MORGANTOWN, W.Va. – The West Virginia University College of Law is hosting the Mon River Law Faculty Colloquium on Thursday, April 10 and Friday, April 11.

The third annual event, formerly known as the Tri-School Colloquium, brings together faculty fromWVU College of Law, Duquesne University School of Law, and the University of Pittsburgh School of Law to share research on a broad range of topics. Duquesne and Pitt have previously hosted the colloquium.

WVU Law’s Anne Marie Lofaso, associate dean for faculty research and development and professor of law, said the colloquium fosters collaboration between the Morgantown and Pittsburgh universities.

“It’s an opportunity to transcend school boundaries and work collegially toward increasing the body of knowledge in the field of law,” she said. 
Presentations at the Mon River Law Faculty Colloquium are split between junior faculty on April 10 and senior faculty on April 11. They will be held in the Davis Gallery and the new event hall at the College of Law.
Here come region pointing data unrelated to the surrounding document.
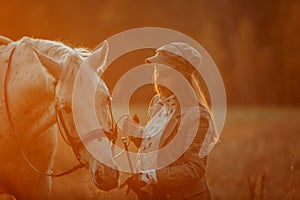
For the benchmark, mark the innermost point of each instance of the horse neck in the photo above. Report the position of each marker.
(30, 98)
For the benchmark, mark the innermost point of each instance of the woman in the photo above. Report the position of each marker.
(183, 177)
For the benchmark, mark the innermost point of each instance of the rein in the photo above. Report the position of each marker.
(73, 142)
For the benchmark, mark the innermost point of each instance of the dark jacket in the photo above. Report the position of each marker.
(185, 177)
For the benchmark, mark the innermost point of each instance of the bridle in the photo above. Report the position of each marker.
(74, 142)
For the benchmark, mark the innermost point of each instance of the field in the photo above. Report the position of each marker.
(257, 158)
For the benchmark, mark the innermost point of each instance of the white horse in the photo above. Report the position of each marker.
(36, 85)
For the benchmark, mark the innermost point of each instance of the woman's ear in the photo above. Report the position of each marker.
(5, 40)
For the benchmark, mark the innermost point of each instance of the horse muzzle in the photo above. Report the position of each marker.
(106, 178)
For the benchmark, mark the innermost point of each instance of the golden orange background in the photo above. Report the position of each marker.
(256, 46)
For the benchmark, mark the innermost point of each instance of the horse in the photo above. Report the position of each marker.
(37, 78)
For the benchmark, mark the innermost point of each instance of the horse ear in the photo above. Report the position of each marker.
(98, 59)
(4, 40)
(53, 67)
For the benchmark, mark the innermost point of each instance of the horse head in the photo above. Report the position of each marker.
(105, 175)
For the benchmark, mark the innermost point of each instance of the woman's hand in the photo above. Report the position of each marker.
(132, 128)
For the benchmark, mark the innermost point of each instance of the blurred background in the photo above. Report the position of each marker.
(256, 46)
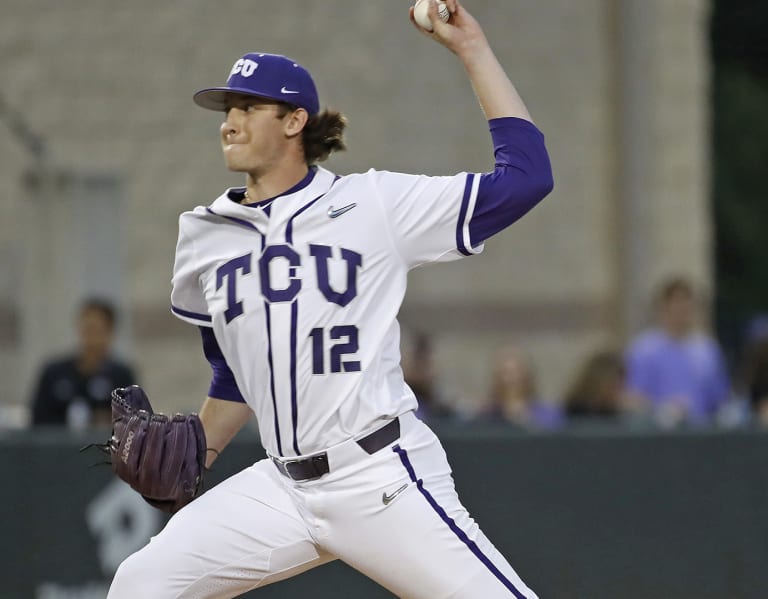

Following each presentation, faculty will have the opportunity to engage in discussion and offer feedback.

April 10 presentations, starting at 3:30 p.m., are:

• Ann Marie Schiavone (Duquesne), “Puppy Profiling: Why Science Undermines Canine Breed Ban.” 
• Jessie Allen (Pittsburgh), “Reconstructing Legal Doctrine.” 
• Kendra Fershee (WVU), “The Prima Facie Parent: Implementing a Simple, Fair, and Efficient Standing Test in Courts Considering Custody Disputes by Unmarried Gay or Lesbian Parents.” 
• Rona Kaufman Kitchen (Duquesne), “Mixed Messages and Missing Mothers: Critiquing the Judicial Response to Mandatory Arrest Laws Post-VAWA.” 
• Sheila Valez (Pittsburgh), “A Progressive Experiential Learning Curriculum that Integrates Outcrit Theory.”

April 11 presentations, starting at 10:40 a.m., are:

• Shine (WVU), “Patent Examiners and Litigation Outcomes.” 
• Bernard Hibbitts (Pittsburgh), “Martial Lawyers: Lawyering and War-waging in American History.” 
• Wesley Oliver (Duquesne), “Limiting the Criminal Law’s ‘In for a Penny, In for a Pound’ Doctrine.”